As my dear, departed husband used to say, “If you want us to go to work and school at a different time, tell us to go to work and school at a different time. Leave the [freaking] clocks alone!”
When I was in grade school, it meant the difference between standing at the bus stop in daylight, or at least the predawn glow, or getting to school when it was still pitch black for at least a month each year. I hated it.
Due to a recently shifted work schedule, I’ve discovered that I naturally wake up around 7:15 a.m., when the sun is about *there* in my window. Waking up with the sun is not a luxury I’ve had for most of my life and I’m really enjoying it.
Then they changed the clocks and 7:15 was no longer daylight. NO LONGER DAYLIGHT. Freaking bureaucrats. Left to myself on the weekends, I discovered I woke up at 8:15 Daylight Savings Time just fine, when the sun was just *there* in my window.
I’ve finally had a few months to bludgeon my body into conforming. In the last couple of weeks I’ve started waking before my alarm again, but then, the the sun is just *there* in my window at that time. And as it gets closer to the solstice, it is actually shining on my pillow, which it only does for about 4 weeks each year.
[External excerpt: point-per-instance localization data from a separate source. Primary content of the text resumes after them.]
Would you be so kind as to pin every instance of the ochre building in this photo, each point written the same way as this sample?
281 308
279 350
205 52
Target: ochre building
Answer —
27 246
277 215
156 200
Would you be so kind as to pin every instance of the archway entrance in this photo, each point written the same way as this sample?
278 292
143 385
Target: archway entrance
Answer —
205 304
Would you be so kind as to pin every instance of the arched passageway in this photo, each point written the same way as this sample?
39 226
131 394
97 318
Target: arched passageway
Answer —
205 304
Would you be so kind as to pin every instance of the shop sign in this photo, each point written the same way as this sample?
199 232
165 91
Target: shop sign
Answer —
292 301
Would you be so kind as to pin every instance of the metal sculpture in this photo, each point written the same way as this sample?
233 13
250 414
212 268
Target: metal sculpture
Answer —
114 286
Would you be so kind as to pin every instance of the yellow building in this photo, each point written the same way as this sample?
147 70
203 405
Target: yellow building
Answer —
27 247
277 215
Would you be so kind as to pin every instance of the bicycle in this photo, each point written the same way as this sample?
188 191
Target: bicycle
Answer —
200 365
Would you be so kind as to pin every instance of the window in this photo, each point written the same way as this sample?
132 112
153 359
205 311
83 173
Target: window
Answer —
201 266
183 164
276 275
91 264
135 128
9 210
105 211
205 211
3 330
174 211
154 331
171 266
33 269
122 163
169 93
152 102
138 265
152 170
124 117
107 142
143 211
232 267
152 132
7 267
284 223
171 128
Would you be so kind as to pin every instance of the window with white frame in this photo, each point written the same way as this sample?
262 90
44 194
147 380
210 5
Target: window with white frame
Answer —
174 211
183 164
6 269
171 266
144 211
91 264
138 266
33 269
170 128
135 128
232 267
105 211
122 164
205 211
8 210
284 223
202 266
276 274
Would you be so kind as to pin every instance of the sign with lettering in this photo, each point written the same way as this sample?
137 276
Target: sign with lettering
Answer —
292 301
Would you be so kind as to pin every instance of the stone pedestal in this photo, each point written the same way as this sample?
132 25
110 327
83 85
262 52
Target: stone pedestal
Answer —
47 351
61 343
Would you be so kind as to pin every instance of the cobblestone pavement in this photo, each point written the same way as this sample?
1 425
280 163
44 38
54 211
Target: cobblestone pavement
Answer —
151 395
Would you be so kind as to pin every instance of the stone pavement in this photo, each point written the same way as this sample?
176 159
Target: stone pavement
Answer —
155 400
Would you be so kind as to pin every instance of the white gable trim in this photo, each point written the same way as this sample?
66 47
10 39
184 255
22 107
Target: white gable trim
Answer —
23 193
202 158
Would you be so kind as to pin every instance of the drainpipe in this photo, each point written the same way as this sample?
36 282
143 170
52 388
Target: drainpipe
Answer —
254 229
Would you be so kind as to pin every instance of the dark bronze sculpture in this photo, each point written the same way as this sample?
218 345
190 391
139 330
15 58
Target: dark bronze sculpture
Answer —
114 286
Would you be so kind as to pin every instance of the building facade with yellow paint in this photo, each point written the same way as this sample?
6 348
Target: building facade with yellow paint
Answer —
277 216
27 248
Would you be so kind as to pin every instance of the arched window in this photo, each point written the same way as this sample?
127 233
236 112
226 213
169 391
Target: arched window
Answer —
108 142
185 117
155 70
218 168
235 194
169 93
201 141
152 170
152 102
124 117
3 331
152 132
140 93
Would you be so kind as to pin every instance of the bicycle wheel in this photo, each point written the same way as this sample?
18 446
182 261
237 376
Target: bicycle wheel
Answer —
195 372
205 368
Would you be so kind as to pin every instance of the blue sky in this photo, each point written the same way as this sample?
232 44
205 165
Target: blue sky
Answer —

It is beautifully filtered through trees and is no hardship.
Farmers work when farmers work. They don’t watch the clocks. Children go to school when you tell them, but messing with their internal clocks twice a year is hard on their learning abilities and shocks their bodies.
Daylight Savings Time is a state initiative. Not all states follow it. Is it time for our state to join them? The Texas Legislature meets next Spring. Time to muster your arguments to give to those who get elected this November. If enough of us bother them, perhaps we can get this pernicious practice put to rest.
Internal jukebox: Standing on the Promises, a jazzy version we’re doing for the anthem this morning.